Though he didn’t always live within the law, Ortho had firm principles, he was a man of his word and he accepted that he had to deal with the consequences of his actions, for better and for worse.
He put arrangements in place, and then he went to sea because that was the only way he could earn enough money to pay for everything that was needed. Fate took him back to St Lucia, and a second encounter with the woman who might have been – who might still be – his nemesis.
This second volume of the trilogy built very well on the first volume and left interesting possibilities for the third.
‘The West Wind’ was published just a year after ‘High Noon’ but it is clear from the start that something has changed. An elderly ship-owner tells his daughter stories of Ortho Penhale, who he knows has lost his own boat and hopes might come to work for him.
He accepts, and there are more adventures, but Ortho is aware that he is growing older too and that he must look to the future. While he remains married to Nicola he will never have a legitimate son, but he knows that he cannot abandon her. He would have happily left his farm to his brother’s son, but Eli’s wife lost a child after a difficult pregnancy. She had nearly died too, and she would never be able to conceive another child.
Ortho was pragmatic. He decided that he would intervene to make sure that his illegitimate son was educated, that his work would give him a chance to rise in the world. His plan worked, but it worked too well. The young man became an officer in the Royal Navy, and he was appalled to find that his sponsor was a rough seaman who was often at odds with the rule of law, whose friends were smugglers and horse- traders.

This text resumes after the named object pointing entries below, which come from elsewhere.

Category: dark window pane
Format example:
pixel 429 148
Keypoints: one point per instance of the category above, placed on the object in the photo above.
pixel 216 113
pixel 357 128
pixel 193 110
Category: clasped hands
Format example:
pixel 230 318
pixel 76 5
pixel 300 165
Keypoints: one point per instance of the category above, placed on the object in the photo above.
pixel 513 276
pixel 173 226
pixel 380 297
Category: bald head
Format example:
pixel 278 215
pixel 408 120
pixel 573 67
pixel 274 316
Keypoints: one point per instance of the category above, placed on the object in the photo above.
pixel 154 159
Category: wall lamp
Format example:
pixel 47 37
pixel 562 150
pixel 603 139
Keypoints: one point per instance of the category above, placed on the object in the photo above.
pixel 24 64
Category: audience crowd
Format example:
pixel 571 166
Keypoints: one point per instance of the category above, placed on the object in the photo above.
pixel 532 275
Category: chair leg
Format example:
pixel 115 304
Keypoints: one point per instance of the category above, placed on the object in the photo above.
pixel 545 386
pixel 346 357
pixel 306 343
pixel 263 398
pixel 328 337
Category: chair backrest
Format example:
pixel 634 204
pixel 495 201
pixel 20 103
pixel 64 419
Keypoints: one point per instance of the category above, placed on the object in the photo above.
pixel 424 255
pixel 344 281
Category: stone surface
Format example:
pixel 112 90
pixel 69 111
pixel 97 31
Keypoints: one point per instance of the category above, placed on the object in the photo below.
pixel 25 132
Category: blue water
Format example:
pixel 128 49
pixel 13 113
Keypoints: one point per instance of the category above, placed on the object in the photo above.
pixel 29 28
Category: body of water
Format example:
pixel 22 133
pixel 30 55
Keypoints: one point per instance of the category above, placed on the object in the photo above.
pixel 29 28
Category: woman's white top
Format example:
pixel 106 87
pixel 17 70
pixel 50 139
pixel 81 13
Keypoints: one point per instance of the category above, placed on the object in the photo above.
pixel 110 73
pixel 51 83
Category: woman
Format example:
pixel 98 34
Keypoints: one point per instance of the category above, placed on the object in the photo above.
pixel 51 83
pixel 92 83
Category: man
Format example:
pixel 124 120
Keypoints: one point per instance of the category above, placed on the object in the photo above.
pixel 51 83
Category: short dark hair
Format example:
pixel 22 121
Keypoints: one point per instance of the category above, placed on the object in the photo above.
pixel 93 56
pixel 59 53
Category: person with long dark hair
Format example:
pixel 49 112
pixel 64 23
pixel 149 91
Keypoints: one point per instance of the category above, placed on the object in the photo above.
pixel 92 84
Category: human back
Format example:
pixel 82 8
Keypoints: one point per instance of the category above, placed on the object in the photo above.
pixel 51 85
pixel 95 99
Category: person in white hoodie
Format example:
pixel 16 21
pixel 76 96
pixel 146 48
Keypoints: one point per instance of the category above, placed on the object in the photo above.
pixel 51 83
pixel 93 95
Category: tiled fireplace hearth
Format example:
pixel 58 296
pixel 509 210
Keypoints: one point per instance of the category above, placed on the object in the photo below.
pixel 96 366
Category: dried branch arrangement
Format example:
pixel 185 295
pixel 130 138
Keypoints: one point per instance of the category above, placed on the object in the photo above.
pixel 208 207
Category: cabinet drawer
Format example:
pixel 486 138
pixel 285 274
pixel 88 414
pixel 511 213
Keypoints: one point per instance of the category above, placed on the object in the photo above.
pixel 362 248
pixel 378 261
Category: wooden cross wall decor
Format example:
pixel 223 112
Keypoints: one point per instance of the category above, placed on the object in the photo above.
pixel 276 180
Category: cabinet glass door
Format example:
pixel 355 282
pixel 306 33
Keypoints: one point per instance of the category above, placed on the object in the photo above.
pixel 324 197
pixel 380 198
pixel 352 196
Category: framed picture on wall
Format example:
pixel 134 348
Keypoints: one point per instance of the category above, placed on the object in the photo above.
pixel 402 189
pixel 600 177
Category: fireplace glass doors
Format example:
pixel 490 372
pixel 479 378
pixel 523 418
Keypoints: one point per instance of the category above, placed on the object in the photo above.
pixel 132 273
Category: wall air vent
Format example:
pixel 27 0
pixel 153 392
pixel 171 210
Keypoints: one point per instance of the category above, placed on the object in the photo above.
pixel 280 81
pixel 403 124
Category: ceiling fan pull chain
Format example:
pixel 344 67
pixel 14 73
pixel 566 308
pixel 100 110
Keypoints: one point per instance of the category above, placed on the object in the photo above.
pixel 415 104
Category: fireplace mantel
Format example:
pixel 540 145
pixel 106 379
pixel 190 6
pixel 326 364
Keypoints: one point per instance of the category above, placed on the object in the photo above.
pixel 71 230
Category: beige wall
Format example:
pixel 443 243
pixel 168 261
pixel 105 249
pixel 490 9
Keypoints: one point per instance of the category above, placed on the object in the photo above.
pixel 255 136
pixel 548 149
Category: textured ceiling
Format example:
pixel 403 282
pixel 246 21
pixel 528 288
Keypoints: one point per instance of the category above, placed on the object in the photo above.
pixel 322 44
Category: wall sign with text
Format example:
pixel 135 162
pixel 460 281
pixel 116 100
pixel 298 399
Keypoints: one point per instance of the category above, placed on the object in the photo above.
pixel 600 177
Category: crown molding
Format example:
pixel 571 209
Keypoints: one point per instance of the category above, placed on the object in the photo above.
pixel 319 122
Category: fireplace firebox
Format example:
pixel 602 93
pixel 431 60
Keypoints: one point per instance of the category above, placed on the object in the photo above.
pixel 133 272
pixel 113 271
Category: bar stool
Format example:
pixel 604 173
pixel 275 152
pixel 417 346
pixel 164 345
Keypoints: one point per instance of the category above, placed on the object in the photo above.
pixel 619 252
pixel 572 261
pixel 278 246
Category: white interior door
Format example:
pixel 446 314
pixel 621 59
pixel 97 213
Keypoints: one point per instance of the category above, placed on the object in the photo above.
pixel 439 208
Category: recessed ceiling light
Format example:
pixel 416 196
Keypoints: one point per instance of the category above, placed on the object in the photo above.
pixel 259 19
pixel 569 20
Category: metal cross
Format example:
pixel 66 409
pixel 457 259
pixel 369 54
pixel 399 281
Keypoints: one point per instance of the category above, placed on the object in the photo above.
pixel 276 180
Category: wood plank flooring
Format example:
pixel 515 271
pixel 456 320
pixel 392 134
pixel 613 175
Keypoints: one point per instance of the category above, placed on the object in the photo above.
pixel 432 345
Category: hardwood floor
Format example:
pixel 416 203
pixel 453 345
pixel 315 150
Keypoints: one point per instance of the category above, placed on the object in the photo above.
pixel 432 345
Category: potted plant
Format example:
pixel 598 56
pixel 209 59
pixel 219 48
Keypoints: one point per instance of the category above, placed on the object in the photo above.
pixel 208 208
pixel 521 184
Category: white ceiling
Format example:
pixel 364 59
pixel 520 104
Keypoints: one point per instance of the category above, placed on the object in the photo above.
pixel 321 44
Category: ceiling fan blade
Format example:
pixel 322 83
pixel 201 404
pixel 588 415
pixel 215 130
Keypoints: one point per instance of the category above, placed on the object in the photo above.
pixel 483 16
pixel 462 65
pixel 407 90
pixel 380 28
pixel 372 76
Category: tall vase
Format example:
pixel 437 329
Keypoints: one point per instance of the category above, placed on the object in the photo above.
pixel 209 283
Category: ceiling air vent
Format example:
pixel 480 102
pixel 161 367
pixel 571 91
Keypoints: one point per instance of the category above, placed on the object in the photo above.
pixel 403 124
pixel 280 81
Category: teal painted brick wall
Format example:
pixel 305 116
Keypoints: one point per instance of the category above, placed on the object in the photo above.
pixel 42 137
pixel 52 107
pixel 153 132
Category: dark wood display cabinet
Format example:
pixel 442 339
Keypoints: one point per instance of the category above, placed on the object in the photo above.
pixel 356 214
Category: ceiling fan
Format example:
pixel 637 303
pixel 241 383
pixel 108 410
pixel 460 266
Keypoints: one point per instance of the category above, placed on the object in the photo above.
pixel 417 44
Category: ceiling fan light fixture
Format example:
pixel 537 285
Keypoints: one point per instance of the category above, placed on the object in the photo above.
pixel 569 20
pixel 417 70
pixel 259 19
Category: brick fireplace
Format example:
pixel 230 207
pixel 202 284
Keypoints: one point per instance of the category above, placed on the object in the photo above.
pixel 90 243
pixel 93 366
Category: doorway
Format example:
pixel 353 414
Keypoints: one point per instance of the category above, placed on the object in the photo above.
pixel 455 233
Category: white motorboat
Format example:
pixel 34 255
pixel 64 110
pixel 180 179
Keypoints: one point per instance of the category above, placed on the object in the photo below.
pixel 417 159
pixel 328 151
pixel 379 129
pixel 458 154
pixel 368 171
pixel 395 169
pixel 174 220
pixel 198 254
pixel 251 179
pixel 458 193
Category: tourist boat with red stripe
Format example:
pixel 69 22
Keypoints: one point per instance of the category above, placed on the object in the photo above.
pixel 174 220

It seemed impossible that father and son would be reconciled, and that the son would accept his legacy.
As this story played out Ortho continued to run his farm, to play an active part in local life, and to travel when he could. He encountered old friends and old enemies, and he began to feel the consequences of the life he had lived and the choices he had made.
This is a more thoughtful book than the two that came before, the author considering his hero’s mortality, maybe because he was considering his own after his father’s death. ‘The West Wind’ is dedicated to the ‘dearest of fathers, wittiest of companions, best of friends.’
There is still room for high adventure, wonderful storytelling, and a great deal of Cornish colour.
In the end Ortho’s luck finally runs out. The parallels between the author and his hero have always been striking, and Ortho’s demise is a strange foreshadowing of Crosbie Garstin’s, just a few years later.
Eli and his wife Mary, who always had a soft spot for Ortho, are left to pick up the pieces and to encourage his son to accept his legacy.
It’s the right ending for this series of books, and the right ending for Ortho Penhale.
He was a man of his time, and there and there are some comments – about race and about women – that are probably a fair reflection of attitudes of the time but will touch nerves today.
That shouldn’t deter anyone from reading these books. That are full of wonderful stories, those stories are so vividly told, and I am still happy to believe that the Penhale family lives not so far away from where I am now and that we have walked the same streets and looked at the same landscapes. I read an old library copy but there are newer, cleaned-up editions available.
It’s a while now since I read the last page, but the story and the characters are still living in my head.
And I know that there’s a new biography of Crosbie Garstin out there. I really must find a copy, because I would love to know more about him, and about how much of his own life he used to tell the story of the life and times of Ortho Penhale.